Lo que no sabías sobre la donación de óvulos

La donación de óvulos hace tiempo que dejó atrás los mitos y los miedos. Sin embargo, hay hechos que suelen quedar “fuera de escena”, pero que son realmente importantes.

  • La donación no agota el organismo femenino

Un temor común es: “Perderé mis óvulos”. En realidad, cada mes el cuerpo pierde de forma natural decenas de folículos. La estimulación médica solo permite recoger aquellos que de todos modos no habrían madurado. La reserva ovárica no se “consume”.

  • La estimulación hormonal es controlada y de corta duración

Los protocolos modernos duran un tiempo limitado y se realizan bajo control ecográfico y hormonal constante.
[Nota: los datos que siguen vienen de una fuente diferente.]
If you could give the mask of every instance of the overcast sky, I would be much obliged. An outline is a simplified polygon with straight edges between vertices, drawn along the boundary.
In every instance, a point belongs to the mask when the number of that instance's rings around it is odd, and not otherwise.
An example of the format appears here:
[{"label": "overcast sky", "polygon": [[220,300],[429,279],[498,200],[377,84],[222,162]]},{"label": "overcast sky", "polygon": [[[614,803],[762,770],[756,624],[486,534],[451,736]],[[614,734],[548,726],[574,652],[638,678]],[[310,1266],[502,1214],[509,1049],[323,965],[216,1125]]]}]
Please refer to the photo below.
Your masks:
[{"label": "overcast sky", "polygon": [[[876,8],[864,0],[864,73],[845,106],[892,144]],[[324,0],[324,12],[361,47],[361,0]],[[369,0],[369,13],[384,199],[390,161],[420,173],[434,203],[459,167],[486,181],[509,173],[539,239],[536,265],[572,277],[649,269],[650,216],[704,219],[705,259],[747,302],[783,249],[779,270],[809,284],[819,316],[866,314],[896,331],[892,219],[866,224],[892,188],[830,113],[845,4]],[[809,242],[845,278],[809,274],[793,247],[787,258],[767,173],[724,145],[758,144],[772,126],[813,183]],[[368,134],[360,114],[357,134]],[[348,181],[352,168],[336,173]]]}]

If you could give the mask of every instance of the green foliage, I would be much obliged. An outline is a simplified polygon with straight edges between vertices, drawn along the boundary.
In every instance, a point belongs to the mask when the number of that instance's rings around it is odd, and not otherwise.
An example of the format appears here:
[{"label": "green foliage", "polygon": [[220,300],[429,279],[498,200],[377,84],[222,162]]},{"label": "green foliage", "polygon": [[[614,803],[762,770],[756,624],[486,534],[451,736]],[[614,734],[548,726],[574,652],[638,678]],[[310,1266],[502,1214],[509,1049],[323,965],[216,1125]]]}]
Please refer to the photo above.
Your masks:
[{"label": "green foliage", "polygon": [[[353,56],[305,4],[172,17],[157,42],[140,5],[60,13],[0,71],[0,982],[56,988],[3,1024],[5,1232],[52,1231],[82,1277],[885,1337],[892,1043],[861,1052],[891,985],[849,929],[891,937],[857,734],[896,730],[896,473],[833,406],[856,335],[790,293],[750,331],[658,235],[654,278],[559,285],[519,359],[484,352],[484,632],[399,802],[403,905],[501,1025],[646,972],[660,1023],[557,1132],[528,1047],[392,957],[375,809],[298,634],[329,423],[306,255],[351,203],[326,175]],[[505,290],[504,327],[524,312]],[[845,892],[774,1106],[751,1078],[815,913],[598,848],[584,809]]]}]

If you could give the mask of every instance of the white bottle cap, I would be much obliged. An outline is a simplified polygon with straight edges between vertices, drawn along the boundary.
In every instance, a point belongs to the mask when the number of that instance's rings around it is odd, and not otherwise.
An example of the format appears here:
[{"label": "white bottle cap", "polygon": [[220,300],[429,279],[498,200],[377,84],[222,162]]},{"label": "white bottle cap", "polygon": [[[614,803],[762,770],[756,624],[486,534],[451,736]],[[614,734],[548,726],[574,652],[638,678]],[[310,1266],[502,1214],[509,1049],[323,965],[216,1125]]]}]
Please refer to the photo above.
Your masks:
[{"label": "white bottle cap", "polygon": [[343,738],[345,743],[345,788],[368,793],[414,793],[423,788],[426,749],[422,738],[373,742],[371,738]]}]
Las dosis se ajustan de manera individual para evitar la sobrecarga del organismo.

  • El procedimiento de extracción es rápido y sin incisiones

La punción se realiza por vía transvaginal, sin suturas y bajo una breve sedación. El mismo día la donante puede volver a casa, y la recuperación dura 1–2 días.

  • La donación no afecta a la fertilidad futura

Los estudios demuestran que las donantes posteriormente se quedan embarazadas y dan a luz igual que las mujeres que nunca han sido donantes.

  • La selección de donantes no es un cuestionario, sino un filtro de seguridad

Las candidatas pasan por:

  • pruebas genéticas;
  • análisis hormonales e infecciosos;
  • ecografías y evaluación de la reserva ovárica;
  • consultas médicas.
    Esto minimiza los riesgos tanto para la donante como para el futuro bebé.
  • La donación es anónima y está protegida legalmente

Los datos personales de la donante no se divulgan. Los contratos legales establecen claramente la ausencia de derechos y obligaciones parentales.

  • La donante no “entrega a su hijo”

Solo se transfiere material biológico. La donante no lleva el embarazo ni participa en el proceso posterior.

  • La compensación es un reconocimiento del tiempo y el esfuerzo, no un “precio”

Los pagos cubren el tiempo invertido, los procedimientos médicos y las molestias. No es una venta, sino una compensación ética.

  • La donación cambia destinos

Para muchas familias, esta es la única oportunidad de ser padres: en casos de menopausia precoz, baja reserva ovárica, después de enfermedades oncológicas o a partir de los 40 años. Las donantes de óvulos pueden dar esperanza a estas familias.

  • La donación es una elección consciente, no un acto heroico

No es un riesgo ni un experimento. Es un proceso médicamente regulado, con normas claras, control y respeto hacia la mujer.

Conclusión
La donación de óvulos es un procedimiento seguro, controlado y profundamente significativo. No le quita el futuro a nadie, sino que ayuda a crear uno nuevo para quienes llevan años esperando la oportunidad de convertirse en padres.